# How to get my hedgehog like light



## kaya90 (Aug 20, 2014)

Hello everyone! My Hedgehog's name is Chu and she's a 6 month old baby.
She likes to sleep especially inside my bed or my t-shirt.
I would love to take more pictures of my adorable baby, but she hates coming out from the dark. Every time I take her out when there's light, she freaks out and starts to find dark places. She doesn't even eat when it's light.
Is there anyway that I can teach her light isn't something she should be afraid of?

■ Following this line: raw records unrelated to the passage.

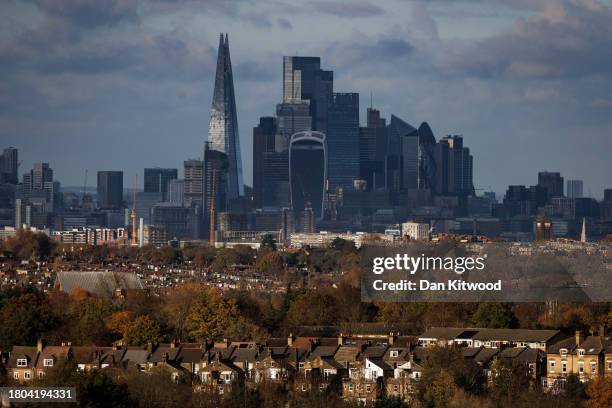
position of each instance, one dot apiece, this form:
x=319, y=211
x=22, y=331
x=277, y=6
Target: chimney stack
x=578, y=338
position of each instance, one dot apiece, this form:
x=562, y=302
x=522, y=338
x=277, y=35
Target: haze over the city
x=123, y=85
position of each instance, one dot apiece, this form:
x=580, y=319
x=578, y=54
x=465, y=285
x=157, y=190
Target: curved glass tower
x=307, y=172
x=223, y=125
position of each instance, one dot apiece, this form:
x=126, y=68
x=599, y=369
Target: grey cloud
x=564, y=40
x=90, y=13
x=352, y=9
x=284, y=23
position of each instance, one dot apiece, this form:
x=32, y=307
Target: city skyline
x=551, y=110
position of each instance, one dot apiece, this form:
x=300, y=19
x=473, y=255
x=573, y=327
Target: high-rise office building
x=156, y=180
x=216, y=194
x=402, y=155
x=194, y=183
x=343, y=140
x=373, y=150
x=263, y=142
x=176, y=192
x=110, y=189
x=9, y=163
x=454, y=167
x=574, y=188
x=427, y=158
x=276, y=179
x=552, y=182
x=144, y=203
x=304, y=80
x=223, y=126
x=308, y=172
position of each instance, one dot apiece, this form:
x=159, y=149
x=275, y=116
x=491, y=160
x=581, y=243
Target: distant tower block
x=543, y=229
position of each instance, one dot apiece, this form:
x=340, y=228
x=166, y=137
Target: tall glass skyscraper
x=308, y=172
x=343, y=140
x=223, y=127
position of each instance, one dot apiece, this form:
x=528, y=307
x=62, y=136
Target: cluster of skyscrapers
x=315, y=167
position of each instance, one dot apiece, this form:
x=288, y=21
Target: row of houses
x=360, y=366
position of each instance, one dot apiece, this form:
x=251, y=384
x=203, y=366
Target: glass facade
x=343, y=141
x=223, y=126
x=308, y=172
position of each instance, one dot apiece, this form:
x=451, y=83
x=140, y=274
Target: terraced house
x=361, y=367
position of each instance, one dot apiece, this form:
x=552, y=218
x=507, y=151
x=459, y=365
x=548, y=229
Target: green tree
x=141, y=331
x=26, y=316
x=494, y=316
x=390, y=402
x=210, y=315
x=268, y=242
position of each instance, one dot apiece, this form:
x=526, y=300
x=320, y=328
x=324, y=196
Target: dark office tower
x=402, y=156
x=467, y=188
x=216, y=185
x=8, y=170
x=442, y=167
x=263, y=142
x=343, y=141
x=223, y=127
x=193, y=193
x=551, y=181
x=307, y=172
x=276, y=179
x=373, y=150
x=574, y=188
x=156, y=180
x=110, y=189
x=304, y=80
x=427, y=158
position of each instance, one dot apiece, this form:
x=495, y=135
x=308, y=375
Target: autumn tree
x=210, y=315
x=494, y=316
x=141, y=330
x=599, y=392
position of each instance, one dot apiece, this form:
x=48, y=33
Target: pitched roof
x=515, y=334
x=99, y=283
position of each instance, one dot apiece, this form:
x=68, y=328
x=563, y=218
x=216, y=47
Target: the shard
x=223, y=126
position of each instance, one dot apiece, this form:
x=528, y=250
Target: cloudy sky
x=126, y=84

My additional questions are:
So I've been out of town for two weeks and my bro-in-law took care of Chu while I was gone. When I came back and held her, she started licking and biting and anointing. Any ideas on why she would have done that? I didn't put any scented lotion or anything.

Since I took her back to my house, it's been three days now that she hasn't used her wheel. She walks fine, eats fine, and poops fine. She seems to sleep more than usual and tries to cuddle more. 

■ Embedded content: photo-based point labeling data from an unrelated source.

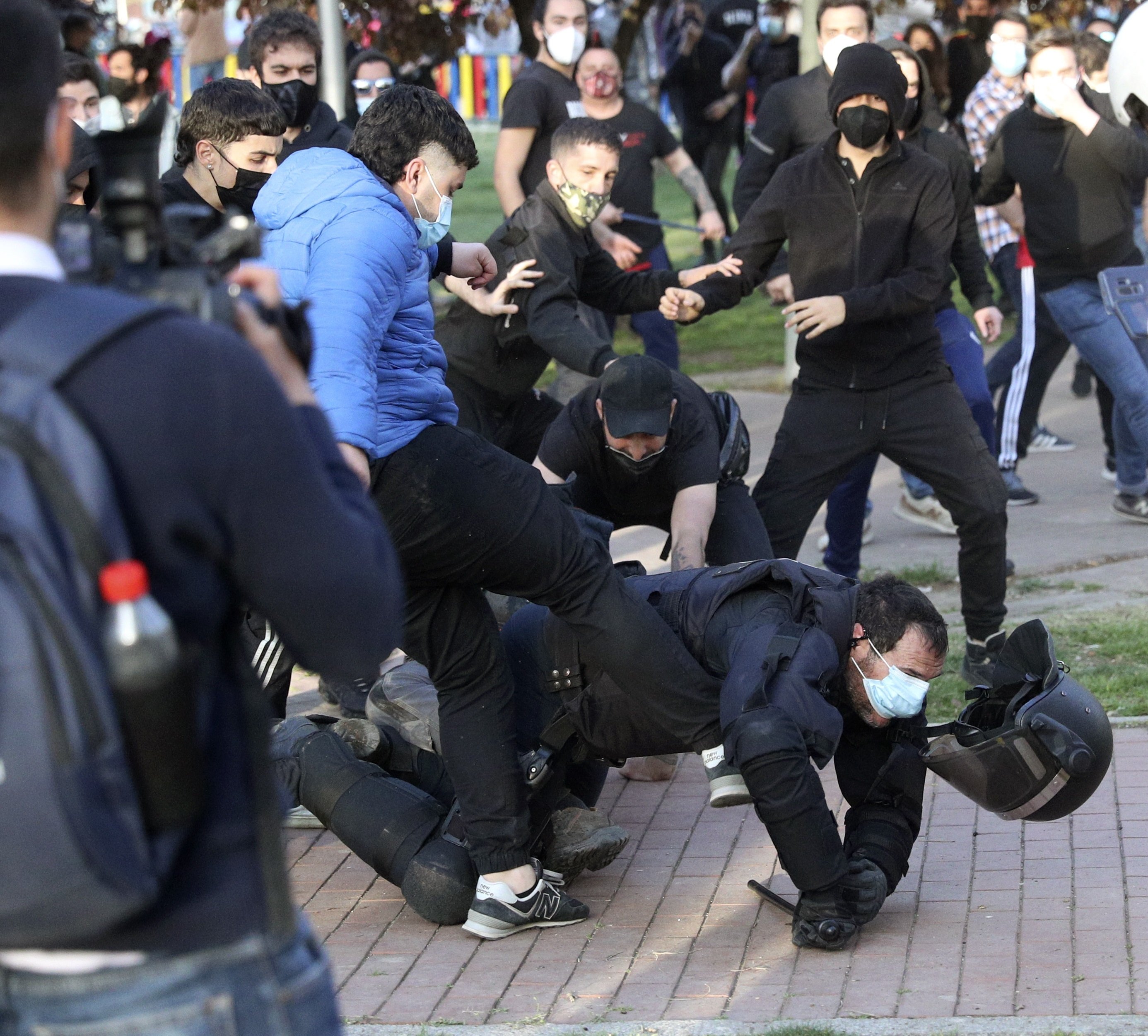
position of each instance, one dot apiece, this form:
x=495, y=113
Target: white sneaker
x=302, y=817
x=926, y=512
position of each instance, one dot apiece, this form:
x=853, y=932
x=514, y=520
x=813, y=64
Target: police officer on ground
x=494, y=362
x=643, y=444
x=231, y=489
x=814, y=668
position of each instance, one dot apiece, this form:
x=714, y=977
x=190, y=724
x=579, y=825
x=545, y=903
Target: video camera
x=179, y=254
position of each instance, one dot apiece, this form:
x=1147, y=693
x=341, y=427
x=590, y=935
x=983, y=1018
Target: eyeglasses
x=362, y=87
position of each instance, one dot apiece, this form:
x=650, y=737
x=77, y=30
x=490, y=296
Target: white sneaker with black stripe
x=497, y=911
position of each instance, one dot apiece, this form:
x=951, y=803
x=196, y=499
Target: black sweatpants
x=736, y=533
x=924, y=426
x=516, y=426
x=466, y=517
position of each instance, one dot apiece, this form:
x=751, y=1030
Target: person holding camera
x=228, y=146
x=230, y=488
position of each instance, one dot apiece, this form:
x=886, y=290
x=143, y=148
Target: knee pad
x=440, y=883
x=385, y=822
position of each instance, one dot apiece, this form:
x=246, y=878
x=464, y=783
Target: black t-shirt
x=644, y=138
x=175, y=188
x=732, y=19
x=540, y=99
x=576, y=443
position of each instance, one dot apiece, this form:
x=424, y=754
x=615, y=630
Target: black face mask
x=637, y=467
x=122, y=90
x=979, y=27
x=295, y=99
x=863, y=127
x=911, y=113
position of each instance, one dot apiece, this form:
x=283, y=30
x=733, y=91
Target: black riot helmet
x=1035, y=745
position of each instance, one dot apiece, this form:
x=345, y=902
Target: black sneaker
x=1018, y=495
x=496, y=911
x=727, y=786
x=981, y=659
x=1126, y=505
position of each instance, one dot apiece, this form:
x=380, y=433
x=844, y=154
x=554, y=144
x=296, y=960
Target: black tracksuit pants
x=515, y=426
x=466, y=517
x=736, y=533
x=924, y=426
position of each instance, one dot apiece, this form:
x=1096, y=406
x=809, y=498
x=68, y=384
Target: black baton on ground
x=827, y=930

I'd like to think that she missed me so much that she wanted to put more scent on her body, hence the anointing, and trying to sleep with me more. But it's probably not the case haha.

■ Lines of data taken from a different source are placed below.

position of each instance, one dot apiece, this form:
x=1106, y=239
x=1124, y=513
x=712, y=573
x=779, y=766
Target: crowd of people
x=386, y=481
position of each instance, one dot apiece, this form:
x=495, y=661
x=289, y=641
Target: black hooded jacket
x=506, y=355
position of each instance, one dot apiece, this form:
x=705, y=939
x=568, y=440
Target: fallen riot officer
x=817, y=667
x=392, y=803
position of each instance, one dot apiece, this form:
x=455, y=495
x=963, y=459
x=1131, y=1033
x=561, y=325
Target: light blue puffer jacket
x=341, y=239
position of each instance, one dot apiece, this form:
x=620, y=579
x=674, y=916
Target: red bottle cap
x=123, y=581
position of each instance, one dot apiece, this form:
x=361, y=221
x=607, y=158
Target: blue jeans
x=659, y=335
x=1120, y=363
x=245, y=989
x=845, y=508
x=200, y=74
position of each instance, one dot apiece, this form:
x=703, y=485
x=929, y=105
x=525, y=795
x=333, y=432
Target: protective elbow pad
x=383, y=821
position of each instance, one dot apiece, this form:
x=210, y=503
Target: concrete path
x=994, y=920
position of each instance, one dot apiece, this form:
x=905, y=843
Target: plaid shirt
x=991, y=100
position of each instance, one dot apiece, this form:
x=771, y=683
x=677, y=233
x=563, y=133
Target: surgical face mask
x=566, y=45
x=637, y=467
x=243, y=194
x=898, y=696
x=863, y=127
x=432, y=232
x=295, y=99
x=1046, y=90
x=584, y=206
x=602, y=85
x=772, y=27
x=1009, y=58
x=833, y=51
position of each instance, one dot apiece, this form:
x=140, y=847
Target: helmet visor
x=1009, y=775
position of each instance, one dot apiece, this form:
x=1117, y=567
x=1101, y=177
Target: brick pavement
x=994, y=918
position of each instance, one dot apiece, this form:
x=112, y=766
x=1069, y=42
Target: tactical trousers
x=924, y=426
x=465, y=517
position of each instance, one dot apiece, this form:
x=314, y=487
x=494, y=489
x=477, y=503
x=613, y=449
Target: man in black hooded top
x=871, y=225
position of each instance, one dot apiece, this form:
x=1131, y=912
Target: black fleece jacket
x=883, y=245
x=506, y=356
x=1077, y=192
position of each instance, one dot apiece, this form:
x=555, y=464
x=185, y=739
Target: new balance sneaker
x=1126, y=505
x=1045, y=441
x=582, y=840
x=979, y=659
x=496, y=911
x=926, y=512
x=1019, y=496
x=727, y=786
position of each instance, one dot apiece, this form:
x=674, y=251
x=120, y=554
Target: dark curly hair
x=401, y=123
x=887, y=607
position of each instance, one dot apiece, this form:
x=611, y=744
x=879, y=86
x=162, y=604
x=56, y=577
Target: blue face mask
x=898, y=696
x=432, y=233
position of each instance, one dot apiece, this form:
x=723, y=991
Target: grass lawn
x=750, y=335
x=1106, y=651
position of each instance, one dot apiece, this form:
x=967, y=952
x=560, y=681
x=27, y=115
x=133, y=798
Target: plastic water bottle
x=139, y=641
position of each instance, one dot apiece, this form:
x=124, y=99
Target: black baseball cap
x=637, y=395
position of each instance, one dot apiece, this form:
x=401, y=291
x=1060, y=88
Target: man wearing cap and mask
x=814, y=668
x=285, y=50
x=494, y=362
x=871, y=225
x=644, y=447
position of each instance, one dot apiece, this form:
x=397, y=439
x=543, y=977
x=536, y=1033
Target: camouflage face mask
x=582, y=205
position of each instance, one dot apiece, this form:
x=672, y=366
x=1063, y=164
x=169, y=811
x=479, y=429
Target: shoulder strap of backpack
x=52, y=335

Anyway, any thoughts would be appreciated!!


----------



## MintyBanana (Apr 29, 2014)

Hi! Since hedgehogs are nocturnal, it's normal that your baby wouldn't want to eat or spend a lot of time in bright light. Keep in mind that when you bring your hedgie out during the day time, you're waking them up in the middle of their night! If your hedgie seems afraid of being in light, you could try bringing her out in dim light for a few days and gradually increasing the brightness of your room over the course of a few days/weeks. Chu should have a cage light in order to ensure that she has a consistent 12-hour light schedule (ex. have the light on from 9am - 9pm). 
As for the anointing, I would agree that it sounds like she missed you! To try to get her wheeling again, I would suggest placing her on her wheel (at night and in the dark) and put her back on it if she tries to climb off. I don't mean you should imprison her on her wheel, but it's possible that she forgot how to use it. It's also possible that she isn't wheeling at night because her cage is too cold.

A few questions:
Do you have a light setup for her?
What type of wheel do you have?
What is the temperature of her cage/what heat setup do you have?


----------



## rodanthi (Feb 7, 2014)

basically what Minty said. Hector hates bright lights too so we compromise and I turn on a fairly low light. Usually I give myself a few minutes to adjust as I (and maybe you as well) can actually see in much lower lights than I always think at first. It helps if I only wake him up in the evenings as well cos he gets freaked out if I wake him up in the day time. It being light in my room doesn't seem to upset him as much if he hasn't just been pulled out of a deep hedgehog sleep.

And you might just smell different from being away. Hector went for me once after I'd been in the flat with the slow cooker all day and I smelled like lamb tagine


----------



## Tongue_Flicker (Jun 11, 2013)

Hey chu welcome aboard! 

Well as for your question well you/they don't. You try using dim desklamps though


----------